The classical manual approach is to define mental within 10 categories containing diagnosis such as compulsive, paranoid, narcissistic and antisocial. Krueger said these need to change from categories to dimensions defined by research.
“The problem is that when you try to make an accurate diagnosis what you end up with is people not fitting into these categories,” Krueger said.
Physicians need to get the most out of their clinical experiences by systemizing those clinical experiences, quantifying them, and really using empirical kinds of techniques to figure out how to define and organize mental illness, Krueger said.
“When questioning the [manual’s] paradigm the point isn’t that these disorders don’t exist, or that these are fictions or myths, or that people have made choices to be mentally ill,” Krueger said. “We need to recognize what’s being prescribed in there is a very serious problem. … We need to put the best science forward to figure out how its organized based on the data.”
Some ISU students agreed with what Krueger had to say about mental health.
“I thought it was weird that to be considered any aspect you could only really fit into one of those categories, when so often the research finds with mental disabilities [that] the presence of one brings the presence of a lot of others,” said Elisa McAfee, senior in psychology.
Tyler Cahill, sophomore in psychology, said he agrees that the process should be changed.

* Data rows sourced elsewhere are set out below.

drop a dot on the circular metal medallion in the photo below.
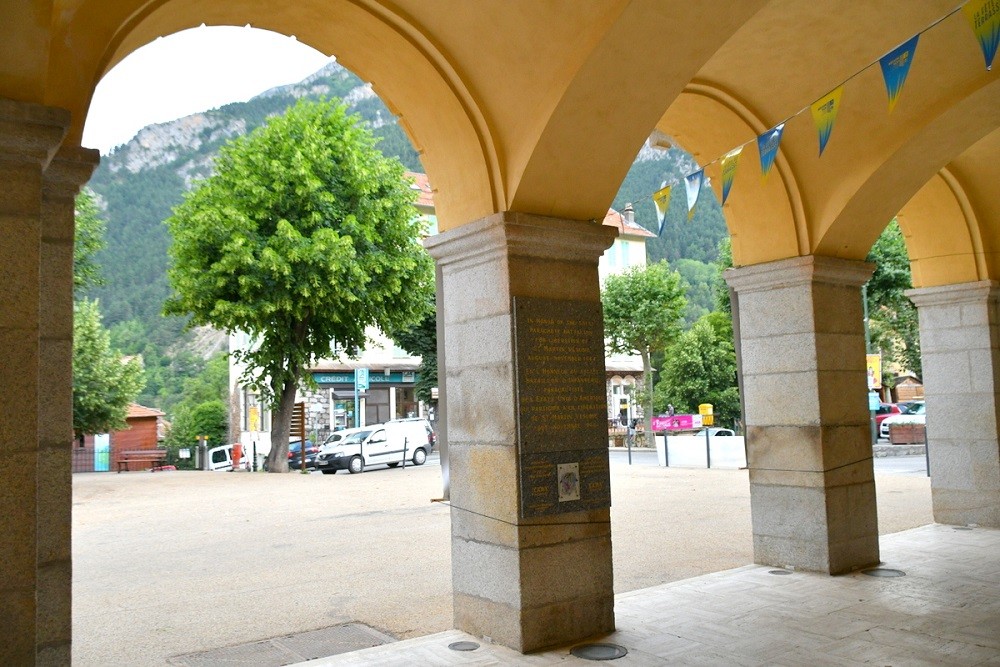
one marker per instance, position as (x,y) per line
(883,572)
(463,646)
(599,651)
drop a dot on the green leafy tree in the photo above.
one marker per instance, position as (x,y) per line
(700,368)
(88,241)
(421,340)
(103,383)
(892,318)
(209,419)
(643,311)
(723,262)
(304,235)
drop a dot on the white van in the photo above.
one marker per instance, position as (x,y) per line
(221,458)
(388,444)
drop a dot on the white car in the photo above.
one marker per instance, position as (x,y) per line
(912,413)
(389,444)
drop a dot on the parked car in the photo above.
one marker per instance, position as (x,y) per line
(294,455)
(714,431)
(884,411)
(221,458)
(388,444)
(910,413)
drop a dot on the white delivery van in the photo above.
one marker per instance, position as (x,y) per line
(379,444)
(221,458)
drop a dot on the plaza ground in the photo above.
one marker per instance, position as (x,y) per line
(167,564)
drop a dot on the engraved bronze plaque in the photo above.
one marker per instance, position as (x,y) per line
(561,406)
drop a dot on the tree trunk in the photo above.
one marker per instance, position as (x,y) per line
(281,422)
(647,375)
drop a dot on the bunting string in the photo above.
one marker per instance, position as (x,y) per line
(984,19)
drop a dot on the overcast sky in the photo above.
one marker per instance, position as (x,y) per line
(192,71)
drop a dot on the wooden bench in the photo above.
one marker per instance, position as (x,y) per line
(158,457)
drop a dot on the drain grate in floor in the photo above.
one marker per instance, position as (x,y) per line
(289,649)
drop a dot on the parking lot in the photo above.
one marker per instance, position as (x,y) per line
(172,563)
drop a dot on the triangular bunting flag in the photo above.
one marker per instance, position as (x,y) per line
(729,161)
(825,114)
(984,17)
(661,199)
(896,66)
(692,184)
(767,144)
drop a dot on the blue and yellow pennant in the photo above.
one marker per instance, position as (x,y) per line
(984,17)
(768,144)
(825,111)
(895,68)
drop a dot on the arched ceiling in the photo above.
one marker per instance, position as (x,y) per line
(540,106)
(790,54)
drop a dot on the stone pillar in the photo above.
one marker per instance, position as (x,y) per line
(29,136)
(68,171)
(960,352)
(527,429)
(812,488)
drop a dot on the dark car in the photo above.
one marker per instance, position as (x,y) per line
(885,410)
(295,454)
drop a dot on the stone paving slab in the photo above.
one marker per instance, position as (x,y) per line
(944,611)
(289,649)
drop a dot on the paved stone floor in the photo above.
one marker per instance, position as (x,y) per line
(944,611)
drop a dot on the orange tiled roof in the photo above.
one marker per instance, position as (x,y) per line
(425,196)
(617,220)
(136,410)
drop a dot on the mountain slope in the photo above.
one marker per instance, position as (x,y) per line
(140,182)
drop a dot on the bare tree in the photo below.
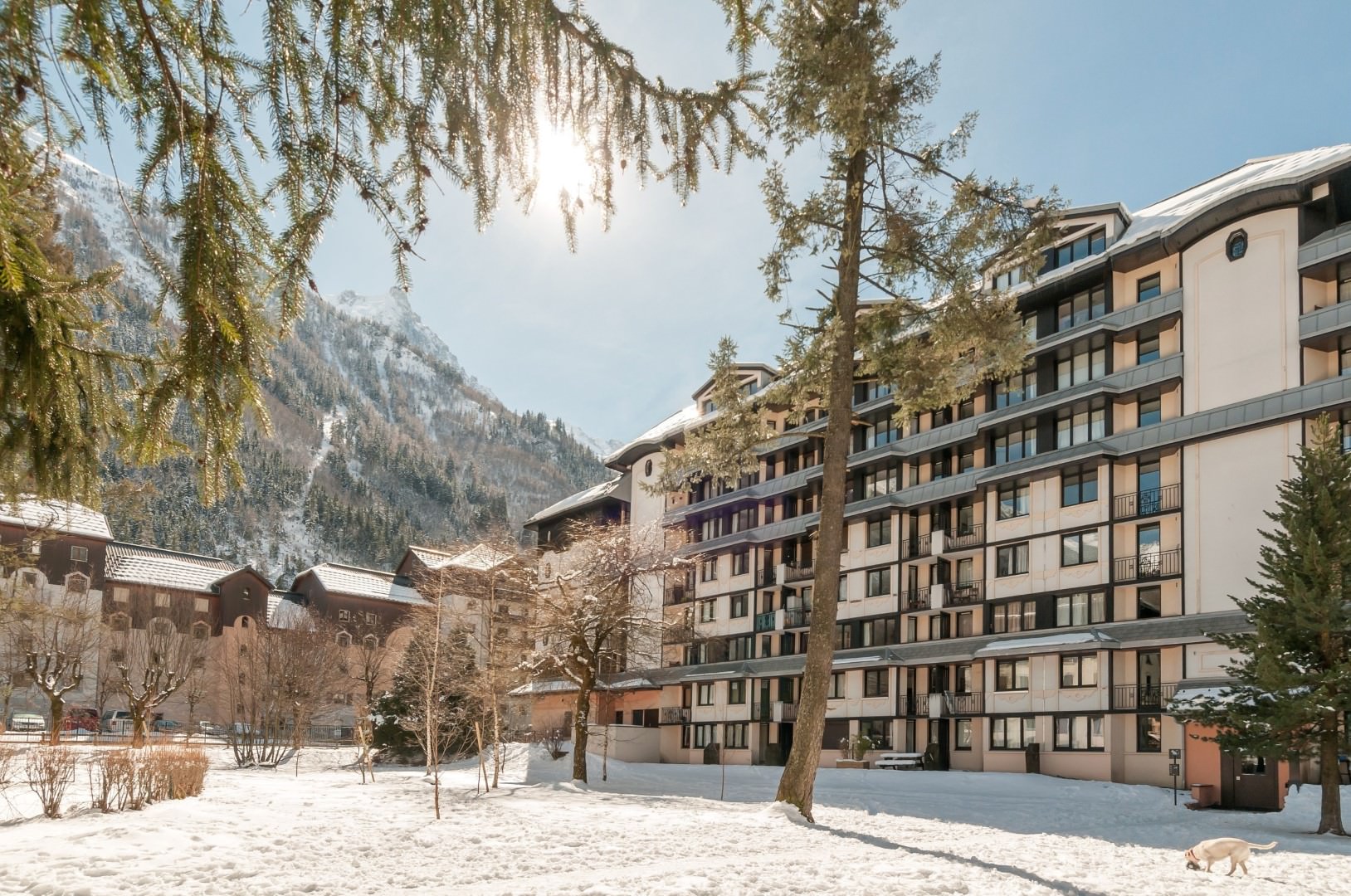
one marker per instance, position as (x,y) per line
(276,681)
(600,610)
(154,661)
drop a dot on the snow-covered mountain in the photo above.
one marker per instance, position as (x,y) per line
(380,436)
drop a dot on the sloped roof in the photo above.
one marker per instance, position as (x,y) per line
(363,582)
(149,565)
(58,517)
(577,502)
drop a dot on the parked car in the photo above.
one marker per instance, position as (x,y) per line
(80,719)
(26,722)
(116,722)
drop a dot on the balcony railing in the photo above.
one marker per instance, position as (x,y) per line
(1142,696)
(914,601)
(965,538)
(1144,567)
(965,592)
(965,703)
(1151,500)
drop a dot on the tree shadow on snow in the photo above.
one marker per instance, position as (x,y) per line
(881,842)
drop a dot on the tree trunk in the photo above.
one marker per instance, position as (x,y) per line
(1329,780)
(581,718)
(58,710)
(798,779)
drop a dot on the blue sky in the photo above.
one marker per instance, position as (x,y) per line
(1110,101)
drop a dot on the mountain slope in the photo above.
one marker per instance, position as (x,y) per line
(380,438)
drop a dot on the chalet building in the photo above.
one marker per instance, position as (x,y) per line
(1045,562)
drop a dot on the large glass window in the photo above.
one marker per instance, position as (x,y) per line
(1084,422)
(1017,388)
(1078,487)
(1081,363)
(1011,560)
(1015,499)
(1081,309)
(1015,442)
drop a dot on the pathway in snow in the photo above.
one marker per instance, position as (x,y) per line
(658,830)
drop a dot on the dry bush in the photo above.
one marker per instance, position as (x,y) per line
(51,772)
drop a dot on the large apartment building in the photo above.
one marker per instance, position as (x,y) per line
(1046,561)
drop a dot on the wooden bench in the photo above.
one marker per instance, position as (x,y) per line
(900,761)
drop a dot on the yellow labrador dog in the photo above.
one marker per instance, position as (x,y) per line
(1231,848)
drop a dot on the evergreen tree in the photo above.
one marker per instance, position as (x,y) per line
(1293,681)
(895,219)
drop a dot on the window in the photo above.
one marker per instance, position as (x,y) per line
(1081,363)
(1149,288)
(1015,499)
(1077,309)
(1149,733)
(1078,485)
(1017,388)
(1081,423)
(836,687)
(1151,410)
(708,569)
(875,730)
(1019,615)
(1078,733)
(1082,608)
(1015,442)
(1012,674)
(880,582)
(1147,349)
(1149,603)
(963,734)
(1011,560)
(1080,548)
(739,606)
(1078,670)
(1012,733)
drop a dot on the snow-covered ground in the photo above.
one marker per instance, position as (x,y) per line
(656,829)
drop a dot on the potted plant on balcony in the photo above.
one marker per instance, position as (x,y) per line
(854,749)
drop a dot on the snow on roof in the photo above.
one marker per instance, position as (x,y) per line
(578,500)
(363,582)
(671,426)
(1032,645)
(168,567)
(58,517)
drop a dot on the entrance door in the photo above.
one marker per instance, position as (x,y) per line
(1249,782)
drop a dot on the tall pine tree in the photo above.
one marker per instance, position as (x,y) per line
(1293,684)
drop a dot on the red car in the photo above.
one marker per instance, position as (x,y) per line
(81,719)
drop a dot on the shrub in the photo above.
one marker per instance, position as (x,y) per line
(51,772)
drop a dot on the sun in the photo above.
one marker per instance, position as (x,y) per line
(561,163)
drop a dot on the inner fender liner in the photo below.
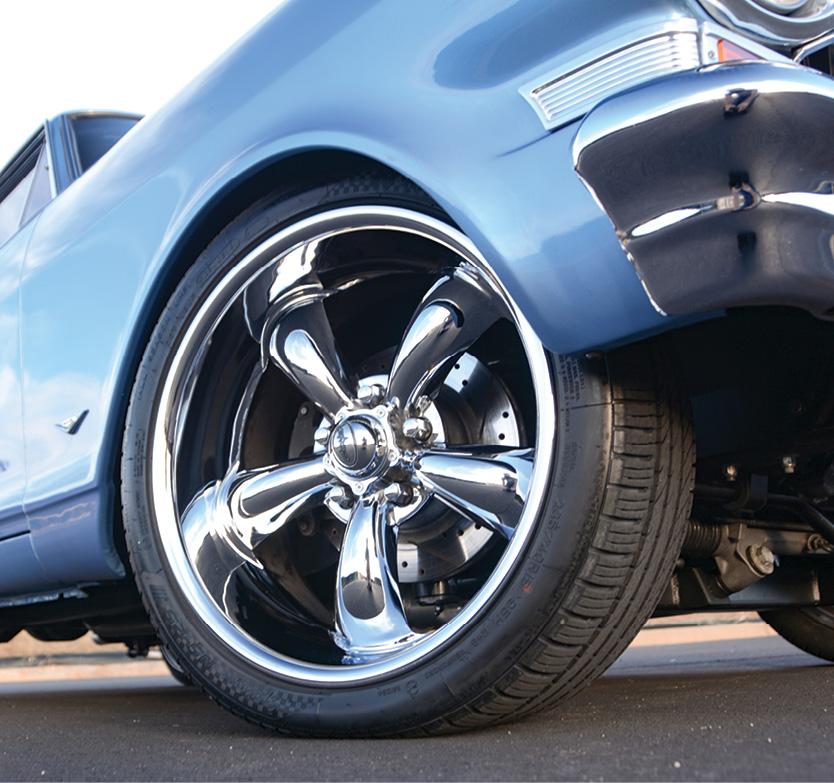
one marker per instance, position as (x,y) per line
(720,185)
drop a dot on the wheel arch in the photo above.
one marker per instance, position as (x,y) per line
(296,171)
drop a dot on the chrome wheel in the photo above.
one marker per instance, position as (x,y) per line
(351,446)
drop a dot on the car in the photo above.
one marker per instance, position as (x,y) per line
(364,376)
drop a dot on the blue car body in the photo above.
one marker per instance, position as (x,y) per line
(442,94)
(95,264)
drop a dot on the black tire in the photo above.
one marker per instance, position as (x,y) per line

“It should be more in depth, like more in depth than just for obsessive compulsive disorder I have certain rituals I should have to do,” Cahill said.
Cahill said he enjoyed listening to Krueger speak.
“It was nice to see someone else’s perspective on it; he actually worked on it, and he doesn’t fully agree on how the [the manual] was formed,” Cahill said. “They’re still changing different parts of it, so it’s not so broad and more specific.”